Ling Pui Sze graduated just two years ago from The Chinese University of Hong Kong, and she and her friends still strongly identify with the student life - she has spent countless hours on Hong Kong’s recent protest streets. Her art, however, draws from the natural world. She is personally fascinated by insects and is inspired in her work by life’s building blocks: cells, water and earth. Her Reproducibility series uses layers of ink-jet-printed collage paper and then is further re-worked using Chinese ink. The result is a diaphanous cell-like patterning that resembles life under a microscope – Ling says that these are “new organisms on canvas.” And so they are: alive and vital.

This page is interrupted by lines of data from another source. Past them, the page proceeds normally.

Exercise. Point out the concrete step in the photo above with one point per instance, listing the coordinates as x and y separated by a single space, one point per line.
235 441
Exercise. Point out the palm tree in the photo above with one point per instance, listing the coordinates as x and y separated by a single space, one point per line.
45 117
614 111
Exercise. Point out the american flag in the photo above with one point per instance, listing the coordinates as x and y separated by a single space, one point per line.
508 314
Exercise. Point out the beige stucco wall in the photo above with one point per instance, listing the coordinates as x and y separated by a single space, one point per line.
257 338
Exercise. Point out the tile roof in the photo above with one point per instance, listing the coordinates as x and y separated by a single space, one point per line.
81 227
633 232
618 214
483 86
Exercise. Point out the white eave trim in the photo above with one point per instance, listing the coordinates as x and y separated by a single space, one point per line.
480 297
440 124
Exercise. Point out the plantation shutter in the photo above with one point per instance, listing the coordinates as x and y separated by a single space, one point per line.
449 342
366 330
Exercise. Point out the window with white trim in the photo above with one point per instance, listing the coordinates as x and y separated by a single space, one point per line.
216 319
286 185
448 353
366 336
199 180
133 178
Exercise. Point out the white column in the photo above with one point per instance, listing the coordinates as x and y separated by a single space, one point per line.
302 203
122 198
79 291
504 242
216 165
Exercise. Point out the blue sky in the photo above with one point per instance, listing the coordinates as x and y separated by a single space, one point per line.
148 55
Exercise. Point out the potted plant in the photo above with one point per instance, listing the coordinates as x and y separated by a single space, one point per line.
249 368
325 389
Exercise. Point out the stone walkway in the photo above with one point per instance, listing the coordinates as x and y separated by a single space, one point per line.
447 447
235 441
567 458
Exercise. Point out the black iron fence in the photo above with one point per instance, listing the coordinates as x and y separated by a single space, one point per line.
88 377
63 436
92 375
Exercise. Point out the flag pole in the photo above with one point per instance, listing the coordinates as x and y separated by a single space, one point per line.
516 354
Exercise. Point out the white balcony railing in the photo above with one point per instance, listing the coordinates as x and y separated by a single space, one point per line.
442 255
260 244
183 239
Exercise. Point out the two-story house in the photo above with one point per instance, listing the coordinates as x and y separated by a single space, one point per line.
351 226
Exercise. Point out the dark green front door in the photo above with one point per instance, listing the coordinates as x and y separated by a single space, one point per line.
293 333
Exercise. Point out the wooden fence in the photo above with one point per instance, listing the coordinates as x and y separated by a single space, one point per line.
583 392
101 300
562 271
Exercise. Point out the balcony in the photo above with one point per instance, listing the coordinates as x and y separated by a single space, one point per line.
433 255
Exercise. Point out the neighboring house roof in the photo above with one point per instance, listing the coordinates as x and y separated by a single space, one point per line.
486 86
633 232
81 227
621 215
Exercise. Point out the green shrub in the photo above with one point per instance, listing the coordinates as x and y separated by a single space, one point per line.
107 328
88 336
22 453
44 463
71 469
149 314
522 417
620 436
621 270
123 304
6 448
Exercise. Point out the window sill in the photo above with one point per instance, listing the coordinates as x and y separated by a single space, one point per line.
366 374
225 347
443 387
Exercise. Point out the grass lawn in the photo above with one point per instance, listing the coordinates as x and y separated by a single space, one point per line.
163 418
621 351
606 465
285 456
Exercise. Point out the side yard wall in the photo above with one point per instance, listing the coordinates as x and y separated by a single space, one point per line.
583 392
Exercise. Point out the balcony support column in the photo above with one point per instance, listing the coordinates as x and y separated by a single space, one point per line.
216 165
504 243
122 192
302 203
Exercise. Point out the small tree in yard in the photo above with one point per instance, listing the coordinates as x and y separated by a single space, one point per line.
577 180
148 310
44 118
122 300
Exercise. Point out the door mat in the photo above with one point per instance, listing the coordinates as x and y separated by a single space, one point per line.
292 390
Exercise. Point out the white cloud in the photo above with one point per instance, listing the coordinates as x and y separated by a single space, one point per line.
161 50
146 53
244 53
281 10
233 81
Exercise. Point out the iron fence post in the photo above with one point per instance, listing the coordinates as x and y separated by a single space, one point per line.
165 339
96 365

Alive and vital as the streets outside - and, once that vaporous air clears, there may well be a very different Hong Kong landscape.

This was a short essay accompanying the exhibition CC & SE (Ling Pui Sze & Stephen Eastaugh) at China Art Projects, Hong Kong between 20 October to 1 November 2014 (curated by John Batten).  


Stephen Eastaugh 和 凌佩詩 @ 香港 中國藝術項目空間  (10/10/2014 – 1/11/2014)

香港學生為了反對非普選政府所提出的未來政治改革方案,正堅定而勇敢地帶領著佔領街道及示威行動。過去三星期內直至這展覽開幕,香港已出現了諷刺意味的橫額和藝術作品、街頭授課及辯論、路障、警察與示威者的列陣、催淚彈、胡椒噴霧,以及在遍地帳幕中的各種生活設施,現在正是鼓動人心迷濛的時期。

日前香港藝術家林愷倩在臉書上其中一個留言提過「在這示威期間,藝術已是毫不相干」。當天,我走在香港如常平靜的街道上,為著將會發生暴力的緊張氣氛而感到疲累並打算休息,於是隨意進入附近一間畫廊,重拾起心情。

藝術可能提出了問題,但無從亦無需得到答案。藝術為著被觀看而擺放著,觀眾也只能坐著觀看。它可以安靜地引發你思考,亦可以成為你想像中的任何事物,它很少是毫不相干的。藝術就在那裡安靜地存在,直至被需要。

這是一個小型的藝術展覽:一種創作的霧氣。

Stephen Eastaugh和凌佩詩除了有年齡差距外,並無共通之處。 Eastaugh是個經驗豐富的藝術家,而凌氏只剛起步。在Eastaugh的藝術生涯中已完成、經歷、展示作品無數次,凌氏在未來的日子和展覽中將會猶豫或悠然地面對她本人以及大眾的視覺呈現。

Eastaugh的《Spiritscapes 》描繪的是亞洲各地令人著迷的靈屋。靈屋是建於延綿山上,「有金色的、堅固而且構造複雜的,亦有藏於古樹樹幹中由民間工藝所製的古老木屋」,微型的小屋是用作奉獻禮物以向天上神靈尋求指引和幫助。Eastaugh的風景畫作結合了他多年來遊歷世界的想像和現實投射。由遙遠的南極洲藝術駐村計劃開始至過去十年, Eastaugh花了大量時間用針線縫合壓皺的紙張或布,縫紉的線和圖像「大大地增加作品的紋理」。在抽象的風景中加上Eastaugh印象中的小屋,呈現著泛靈論者所言之「未知或繁複的世界」,他亦確實思忖著「神靈是否存在於自己的畫作中」。

凌佩詩在兩年前畢業,她和她的朋友仍然與學生活動有相當密切聯繫,亦於最近示威的街道上渡過無數個小時。然而她的創作卻是描繪大自然世界,她個人非常沉迷微小而奇異精緻的昆蟲。在過去十八個月中,她一直鑽研生命構成的元素:細胞,水,土地。在《再現性》系列中,她運用墨水印刷的紙張作拼貼,再用中國墨水在畫面上創作。顯微鏡下的細胞圖像重組成另一種生命再生,凌氏稱他們為「畫布上的新生物」。故此,他們是充滿活力和生機。

正如街道上的活力和生機,當迷濛霧氣散開,香港風景將會完全不一樣。